DF: I wanted to go back to the question of the various power structures in the novel. It is such a dense web. There’s Agaat’s relationship to Milla, there’s Agaat’s relationship to KleinJak, there is Milla’s relationship with KleinJak, there is both of their relationships with Jak. There’s Milla’s relationship with her family. She starts out in the opening scenes as very independent and rebellious—an interestingly independent woman even as we meet her in her completely dependent later stages.
With such a complex setup, I wondered whether the point is not to create any kind of structure at all but just merely to trace the shifts between the characters. It’s complicated by the flashbacks, and the back and forth of the chronology, but that it’s the shifting of the relationships that are the point rather than any particular structure of power.

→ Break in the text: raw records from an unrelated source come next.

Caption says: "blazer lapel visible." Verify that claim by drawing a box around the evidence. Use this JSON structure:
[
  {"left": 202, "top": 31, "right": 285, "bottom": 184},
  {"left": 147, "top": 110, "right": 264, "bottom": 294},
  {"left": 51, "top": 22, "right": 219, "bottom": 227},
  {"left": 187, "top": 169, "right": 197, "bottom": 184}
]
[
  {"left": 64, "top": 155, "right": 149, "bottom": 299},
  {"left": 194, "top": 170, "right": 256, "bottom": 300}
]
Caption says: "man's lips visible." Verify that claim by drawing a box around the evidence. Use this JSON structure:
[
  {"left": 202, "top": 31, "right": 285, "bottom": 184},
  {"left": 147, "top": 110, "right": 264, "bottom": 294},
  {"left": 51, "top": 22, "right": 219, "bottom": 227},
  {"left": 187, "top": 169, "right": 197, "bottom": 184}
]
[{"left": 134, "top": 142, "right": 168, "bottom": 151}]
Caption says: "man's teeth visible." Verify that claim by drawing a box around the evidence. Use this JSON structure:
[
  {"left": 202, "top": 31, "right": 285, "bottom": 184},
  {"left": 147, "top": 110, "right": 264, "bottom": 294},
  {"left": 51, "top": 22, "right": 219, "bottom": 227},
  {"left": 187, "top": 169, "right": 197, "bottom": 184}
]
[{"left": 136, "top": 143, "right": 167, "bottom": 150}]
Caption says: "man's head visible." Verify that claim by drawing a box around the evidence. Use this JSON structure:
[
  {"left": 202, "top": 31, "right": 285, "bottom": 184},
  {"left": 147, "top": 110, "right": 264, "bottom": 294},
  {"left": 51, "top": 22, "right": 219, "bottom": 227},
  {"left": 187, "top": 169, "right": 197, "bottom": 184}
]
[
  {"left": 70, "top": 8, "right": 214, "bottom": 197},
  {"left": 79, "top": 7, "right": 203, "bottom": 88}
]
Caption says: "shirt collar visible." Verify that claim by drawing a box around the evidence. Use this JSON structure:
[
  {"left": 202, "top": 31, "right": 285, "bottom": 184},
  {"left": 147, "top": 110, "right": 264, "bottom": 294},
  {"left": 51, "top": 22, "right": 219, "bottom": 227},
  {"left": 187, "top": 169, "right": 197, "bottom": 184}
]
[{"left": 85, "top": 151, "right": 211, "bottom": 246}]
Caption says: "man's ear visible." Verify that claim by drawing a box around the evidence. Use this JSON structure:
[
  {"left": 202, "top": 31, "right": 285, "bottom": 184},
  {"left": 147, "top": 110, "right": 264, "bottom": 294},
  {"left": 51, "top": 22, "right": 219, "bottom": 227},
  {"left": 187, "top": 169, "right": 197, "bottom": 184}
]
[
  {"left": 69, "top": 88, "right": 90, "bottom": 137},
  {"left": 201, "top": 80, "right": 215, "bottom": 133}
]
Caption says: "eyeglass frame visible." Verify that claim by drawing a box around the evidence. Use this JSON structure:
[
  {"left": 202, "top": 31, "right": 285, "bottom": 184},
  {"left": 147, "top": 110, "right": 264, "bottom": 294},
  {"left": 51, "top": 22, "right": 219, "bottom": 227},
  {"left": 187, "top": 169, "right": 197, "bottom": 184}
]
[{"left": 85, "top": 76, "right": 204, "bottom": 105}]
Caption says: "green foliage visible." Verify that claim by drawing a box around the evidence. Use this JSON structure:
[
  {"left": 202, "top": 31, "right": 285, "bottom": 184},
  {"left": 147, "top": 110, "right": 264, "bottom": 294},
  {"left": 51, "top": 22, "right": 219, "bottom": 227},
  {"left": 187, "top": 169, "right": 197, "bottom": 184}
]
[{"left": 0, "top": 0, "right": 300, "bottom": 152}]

MH: I think you are absolutely right because those power relationships shift all the time. At times, Milla is very much under the domination of Jak. But in the larger context, she is probably the stronger character. The moment she becomes pregnant she is stronger than Jak, because she is now producing the heir. So through bringing forth their manchild she is stronger than her husband, but of course in terms of the mores of the time she is under the authority of her husband. Yes, so you’re right that it shifts—and with Milla and Agaat, almost from second to second. Even when Milla is completely powerless and lying there she can still project a certain kind of power. Which Agaat can choose to ignore and yet at times, has to heed. I think that’s what makes those present tense passages so very strong. It is always a struggle. It’s not just someone lying flat on her back being dominated by someone else. It’s a game that is renegotiated all the time. So I think you’re absolutely right that it’s not a rigid structure.
DF: Clearly there’s a parallel to the shifts in the form of the novel as a whole, because you are constantly shifting back and forth in time. Is there a parallel to that in the language?
MH: I hadn’t thought of the language itself as embodying those shifts.
DF: The idea struck me because of that fourth voice . . . That fourth voice is where she is taking language and that negotiation of structure to the extreme . . .
MH: Yes, I think it’s true that that’s where the language is liberated and deprived of those structures of tense and reference that one would normally have. It’s a suspension of a lot of structure. Certainly Marlene is trying to give the impression of a more subconscious awareness floating through. But very much in terms of sense impressions, Marlene writes very much for the senses, sound, smell, touch, all those are very much part of her recollections as floating associations.
DF: The publisher’s description of the novel starts by noting the main character’s paralysis of voice due to the advanced stage of her disease, yet one leaves the novel with a powerful sense of Milla and Agaat’s voices. Does the literal paralysis of the speech of the heroine amplify her voice? How is this achieved?
MH: The four narratives help. As one narrative slows down, the other one is picking up momentum. We are moving toward the moment of revelation: we know that we will find out how Milla came across Agaat as the present-tense narrative unwinds, and we know that Milla will die. And these two narratives are seeking each other all the time.